Le tapis d’aiguilles était rouge brun de sang. Chaque pas faisait un bruit poisseux. Chimla revint vers le centre du camp. Les discussions étaient toujours vives. Que fallait-il faire des morts ? Certains parlaient de leurs rendre les honneurs habituels mais sans faire le bûcher traditionnel. Le bois dans les mondes noirs était trop humide pour brûler correctement. D’autres voulaient les enterrer. On leur fit remarquer qu’on manquait de pelles. Mafgrok était pour les laisser là sous un tapis d’aiguilles. La plupart était contre cette idée qui heurtait la coutume. Chimla remarqua Tordak un peu en retrait qui ricanait. Elle s’approcha de lui.
- Ça t’amuse, lui demanda-t-elle ?
- Ils discutent de la décoration des fourreaux alors que les épées sont rouillées dedans.
- Que proposes-tu ?
- T’as une arme ?
- Ma dague !
Tordak se mit à rire franchement. Il se retourna et prit un bouclier et une épée.
- Je t’ai récupéré ça.
- Merci, dit Chimla.
- Te fais pas d’illusion, si j’te préfère en vie, c’est que ça me fait moins de poids sur le dos !
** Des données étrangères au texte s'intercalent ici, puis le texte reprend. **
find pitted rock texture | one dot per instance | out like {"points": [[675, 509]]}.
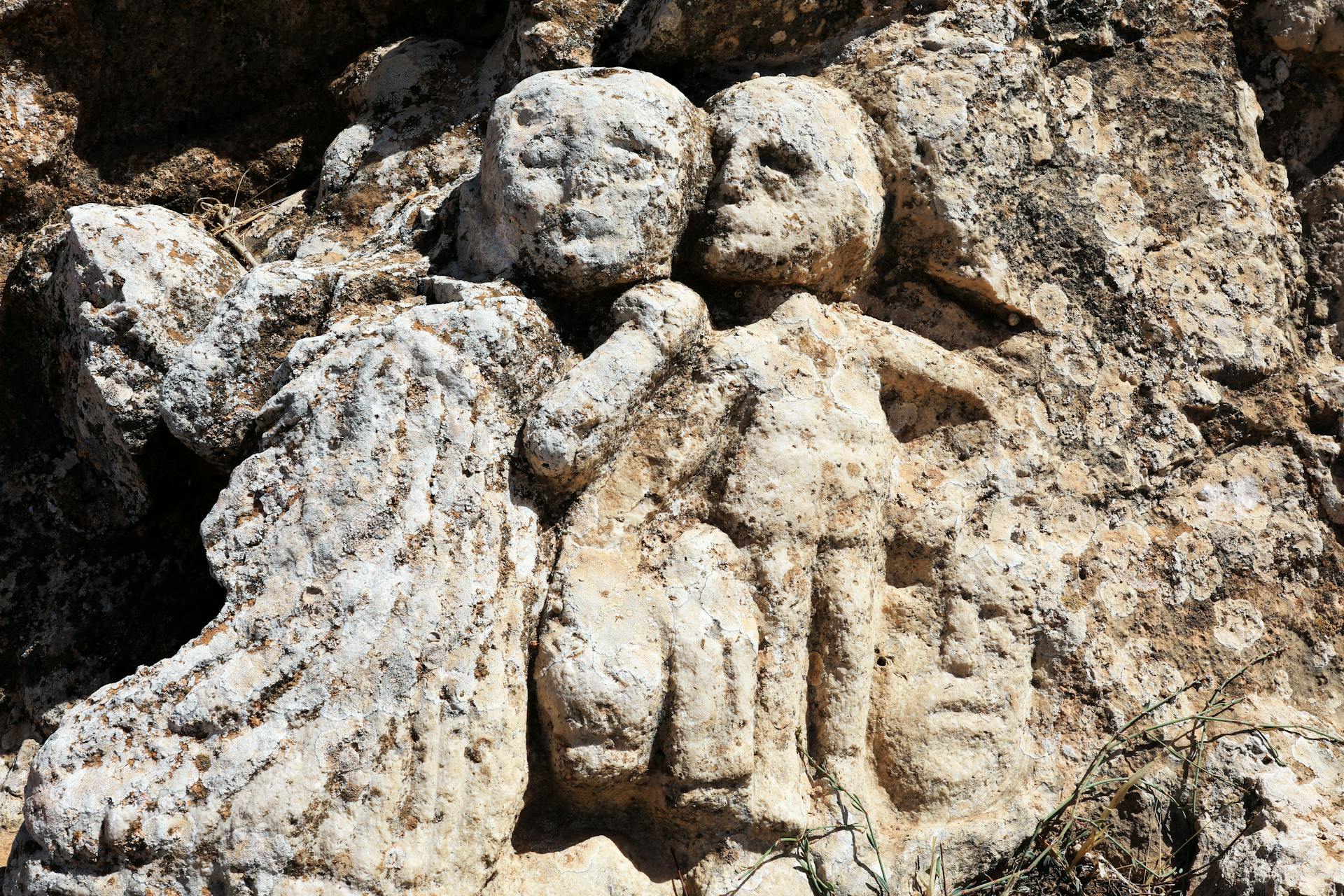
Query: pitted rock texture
{"points": [[430, 602], [131, 289], [588, 178], [648, 415]]}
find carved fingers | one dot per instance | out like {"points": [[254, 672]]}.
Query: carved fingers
{"points": [[582, 416]]}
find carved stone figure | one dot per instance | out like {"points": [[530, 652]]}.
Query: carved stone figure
{"points": [[797, 198], [722, 582], [603, 466], [588, 178]]}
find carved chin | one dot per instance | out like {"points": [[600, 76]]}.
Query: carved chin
{"points": [[750, 257]]}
Chimla prit les armes. L’épée était trop longue pour elle. Elle ne voyait pas comment elle allait s’en servir. Le bouclier venait d’une amazone, il était vert-bleu. Ça ne valait pas la couleur de son clan. Elle remercia Tordak. Intérieurement, elle aurait préféré qu’il soit parmi les victimes. Sas airs supérieurs l’indisposaient.
Maintenant, on retourne dans le riek. Les scales vont arriver !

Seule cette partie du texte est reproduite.